Infrastructure & Permissions for e6data

The specific infrastructure and permissions required by e6data and instructions to create them are provided below:

Required Infrastructure

The following infrastructure required to run e6data must be created before setup:

  1. S3 Bucket

    • To store e6data operational logs, cache & usage data.

Required Permissions

The following permissions required to run e6data must be created before setup:

  • AWS IAM Roles & Policies for:

    • EKS Cluster

    • Karpenter

    • AWS ALB Ingress Controller

Create an S3 Bucket for e6data

An S3 bucket is required to store data required for the operation of the e6data workspace, eg: service logs, query results, state information, etc.

When creating an S3 bucket it is advisable to follow the best practices below.

S3 Bucket Best Practices
  • Enable versioning for the newly created bucket:

    1. In the AWS Management Console, go to the bucket's properties.

    2. Navigate to "Versioning" and enable it.

  • Enable server-side encryption for the bucket:

    1. In the AWS Management Console, go to the bucket's properties

    2. Navigate to "Default encryption"

    3. Select the encryption algorithm "AES-256"

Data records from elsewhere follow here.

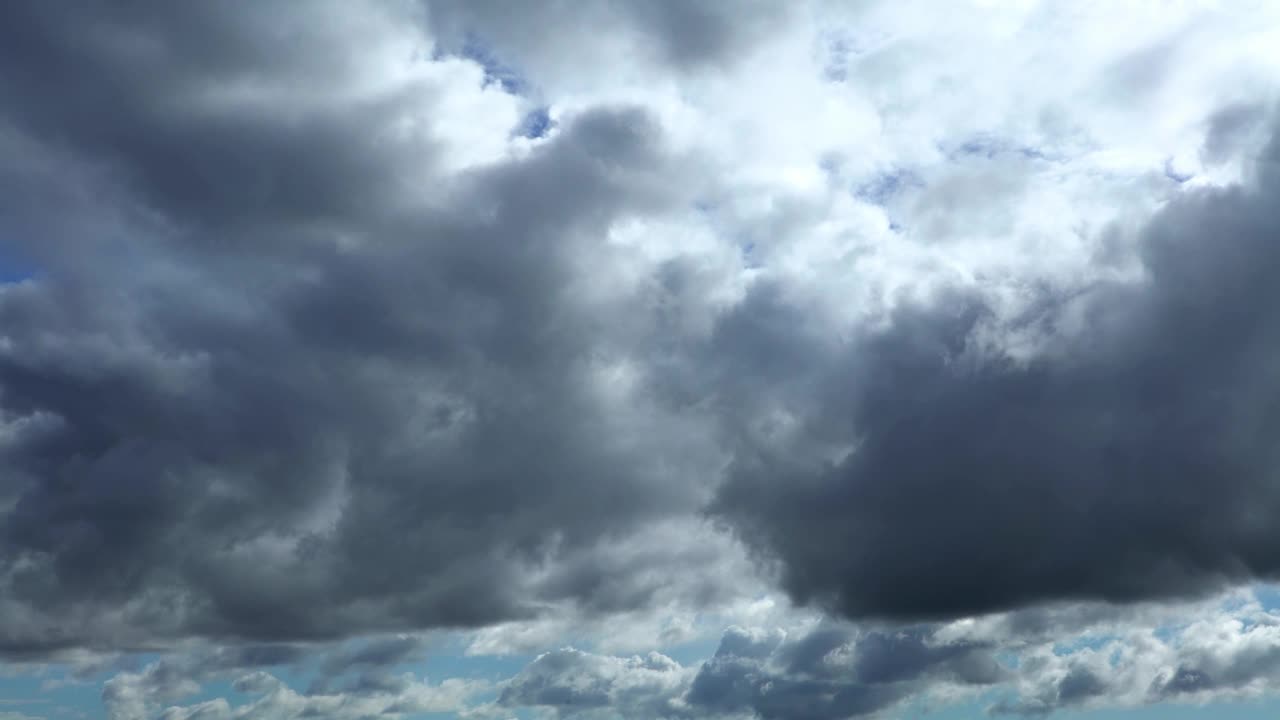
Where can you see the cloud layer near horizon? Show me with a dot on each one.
(402, 317)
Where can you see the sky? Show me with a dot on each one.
(639, 360)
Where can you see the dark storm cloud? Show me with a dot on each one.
(1133, 456)
(830, 673)
(684, 35)
(279, 376)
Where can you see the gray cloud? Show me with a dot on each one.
(283, 376)
(1128, 458)
(832, 671)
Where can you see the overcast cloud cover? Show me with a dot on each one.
(645, 359)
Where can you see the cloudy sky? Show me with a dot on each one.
(639, 359)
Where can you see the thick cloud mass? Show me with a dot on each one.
(1130, 455)
(287, 370)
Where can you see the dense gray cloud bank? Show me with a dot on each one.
(305, 335)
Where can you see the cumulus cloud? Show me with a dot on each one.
(1128, 455)
(828, 671)
(926, 338)
(302, 376)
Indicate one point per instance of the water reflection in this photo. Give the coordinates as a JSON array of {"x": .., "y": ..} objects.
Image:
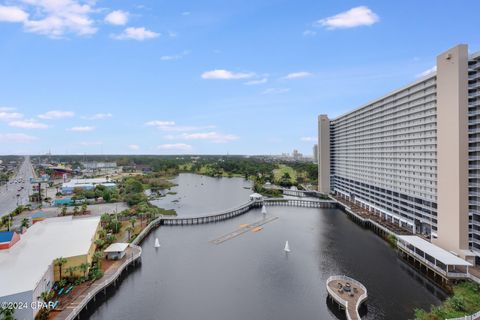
[{"x": 250, "y": 277}]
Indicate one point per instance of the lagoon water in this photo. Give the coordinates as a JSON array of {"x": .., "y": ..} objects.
[{"x": 250, "y": 276}]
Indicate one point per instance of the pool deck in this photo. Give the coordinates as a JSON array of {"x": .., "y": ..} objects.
[
  {"x": 73, "y": 309},
  {"x": 350, "y": 300}
]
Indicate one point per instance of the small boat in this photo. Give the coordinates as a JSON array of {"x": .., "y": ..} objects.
[{"x": 287, "y": 247}]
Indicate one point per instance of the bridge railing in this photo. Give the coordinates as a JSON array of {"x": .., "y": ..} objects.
[
  {"x": 100, "y": 286},
  {"x": 470, "y": 317}
]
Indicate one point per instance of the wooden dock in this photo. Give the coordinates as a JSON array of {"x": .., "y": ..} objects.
[{"x": 348, "y": 293}]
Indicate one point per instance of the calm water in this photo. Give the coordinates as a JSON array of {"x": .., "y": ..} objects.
[
  {"x": 250, "y": 277},
  {"x": 198, "y": 195}
]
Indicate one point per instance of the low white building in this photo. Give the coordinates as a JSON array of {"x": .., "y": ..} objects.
[
  {"x": 27, "y": 269},
  {"x": 116, "y": 251},
  {"x": 85, "y": 184}
]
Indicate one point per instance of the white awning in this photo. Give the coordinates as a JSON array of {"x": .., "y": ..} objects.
[
  {"x": 116, "y": 247},
  {"x": 436, "y": 252}
]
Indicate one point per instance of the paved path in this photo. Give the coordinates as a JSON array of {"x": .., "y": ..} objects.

    4. Make sure the “Enable the bucket key” option is enabled.

  • Block public access to the bucket:

    1. In the AWS Management Console, go to the bucket's properties

    2. Navigate to "Permissions"

    3. Click on "Block public access."

    4. Disable all public access settings and save the changes.

  • Enable logging for the bucket:

    1. In the AWS Management Console, go to the bucket's properties

    2. Navigate to "Logging"

    3. Choose a target bucket to store the logs and a prefix for the logs.

  • Configure the bucket's ACL to be private:

    1. In the AWS Management Console, go to the bucket's properties.

    2. Navigate to "Permissions"

    3. Select "Access Control List (ACL)"

    4. Set the bucket's ACL to private.

  • Configure ownership controls for the bucket.

    1. In the AWS Management Console, go to the bucket's properties

    2. Navigate to "Ownership"

    3. Enable "Bucket owner preferred" as the object ownership.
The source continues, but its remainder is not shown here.